Even Volodymyr Zelenskyy’s extraordinary communication skills were stretched as he rushed to congratulate Donald Trump on the victory that Kyiv had been dreading. The Ukrainian president wrote that Mr Trump’s commitment to “peace through strength” was exactly the principle that could bring a just peace closer. Vladimir Putin’s riposte came almost immediately, via a massive drone attack on the capital, and the Kremlin’s call on the west to stop arming Ukraine to save its people.
For Joe Biden, supporting Ukraine was about defending the post-second-world-war order. It was a relatively cost-effective way for the US to degrade the capabilities of a key adversary with no risk to its own personnel. But Mr Trump is an isolationist who has a strikingly close relationship with the Russian president – and who, according to a former aide, made it very clear that he believed Ukraine “must be part of Russia”. Mr Trump said during his campaign that he could end the war “in a day” and blamed Mr Zelenskyy for the conflict.

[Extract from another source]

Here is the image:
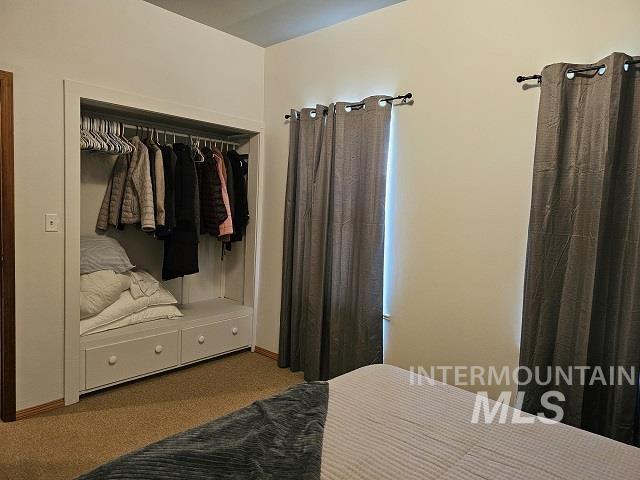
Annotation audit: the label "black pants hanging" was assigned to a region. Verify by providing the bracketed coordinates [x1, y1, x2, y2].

The last Trump administration was the first to send lethal aid to Ukraine. But it also froze military funding within hours of the notorious phone call where Mr Trump pressed Mr Zelenskyy to work with the US attorney general to investigate Mr Biden. (The funding was later unfrozen.) The pair’s history further complicates matters.

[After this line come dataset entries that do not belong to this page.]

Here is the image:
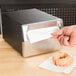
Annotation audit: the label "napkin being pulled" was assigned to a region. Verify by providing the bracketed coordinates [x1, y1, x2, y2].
[39, 56, 76, 74]
[27, 26, 59, 43]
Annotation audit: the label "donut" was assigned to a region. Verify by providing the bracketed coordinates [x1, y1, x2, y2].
[52, 52, 73, 66]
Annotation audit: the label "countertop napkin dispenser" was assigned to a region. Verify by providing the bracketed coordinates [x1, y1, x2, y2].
[2, 8, 63, 57]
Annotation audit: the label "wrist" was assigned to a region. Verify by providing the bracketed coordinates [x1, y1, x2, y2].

Mr Trump loves to be lauded as a dealmaker and a strongman. He will not want people to believe he was steamrollered by Mr Putin. Last year he said that he would tell the Russian president: “If you don’t make a deal, we’re going to give them a lot … More than they ever got.” And Russia is losing troops at a staggeringly rapid rate, even with a boost from North Korea.

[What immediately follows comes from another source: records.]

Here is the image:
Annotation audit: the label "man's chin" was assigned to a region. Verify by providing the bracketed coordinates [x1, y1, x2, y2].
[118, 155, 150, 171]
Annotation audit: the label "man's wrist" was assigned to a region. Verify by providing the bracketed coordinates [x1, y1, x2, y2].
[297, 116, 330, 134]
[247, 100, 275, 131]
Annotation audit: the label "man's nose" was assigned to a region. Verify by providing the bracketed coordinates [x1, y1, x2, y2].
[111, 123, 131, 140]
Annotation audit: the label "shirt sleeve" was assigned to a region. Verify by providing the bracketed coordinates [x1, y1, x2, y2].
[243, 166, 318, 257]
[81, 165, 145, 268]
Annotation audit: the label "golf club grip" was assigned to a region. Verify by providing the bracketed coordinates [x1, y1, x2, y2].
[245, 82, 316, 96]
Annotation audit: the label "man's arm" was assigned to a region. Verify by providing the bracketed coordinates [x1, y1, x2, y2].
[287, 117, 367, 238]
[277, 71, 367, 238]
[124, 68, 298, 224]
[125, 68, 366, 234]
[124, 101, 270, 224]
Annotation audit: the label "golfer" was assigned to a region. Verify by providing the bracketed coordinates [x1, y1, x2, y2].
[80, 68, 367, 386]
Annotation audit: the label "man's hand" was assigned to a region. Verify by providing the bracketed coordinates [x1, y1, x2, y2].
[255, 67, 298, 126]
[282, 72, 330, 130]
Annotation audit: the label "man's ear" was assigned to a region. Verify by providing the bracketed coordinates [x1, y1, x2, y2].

But the fiasco of Mr Trump’s dealings with Kim Jong-un demonstrates the gap between his aspirations and abilities. He has minimal patience or interest in detail. He is said to be highly susceptible to the last person to drop a word in his ear and does not want to be managed by the military establishment again. JD Vance, his vice-president-elect, has offered a prescription for peace strikingly similar to Mr Putin’s: Russia can keep what it has occupied and Ukraine stays out of Nato. In any case, Nato membership looks a lot less reassuring when Mr Trump has suggested that he would encourage Russia to do “whatever the hell they want” to members who he felt paid too little.
US military support is similar to that from all other donors combined. Though most of the vast sums from the Biden administration have been spent in US arms factories, even sales to Ukraine are not guaranteed in future. Despite attempts to “Trump-proof” the conflict, the collapse of Germany’s government, and the emboldening of the far right by Mr Trump’s electoral triumph, will further complicate European efforts to support Kyiv. All of this is likely to exacerbate questions among exhausted Ukrainians about the feasibility of a purely military solution and increase the appetite of some for, or at least toleration of, a negotiated end to hostilities.
The Biden administration is reportedly attempting to expedite as much as $9bn worth of military aid, agreed but not yet transferred. This is far from straightforward, not least because weaponry and ammunition are still being produced and because the next president could stop agreed shipments. But it is essential.
Ukraine’s situation, already so perilous, has grown vastly more so this week. The accelerated delivery of promised aid, allowing it to maximise its position before Mr Trump takes office, is now its best hope.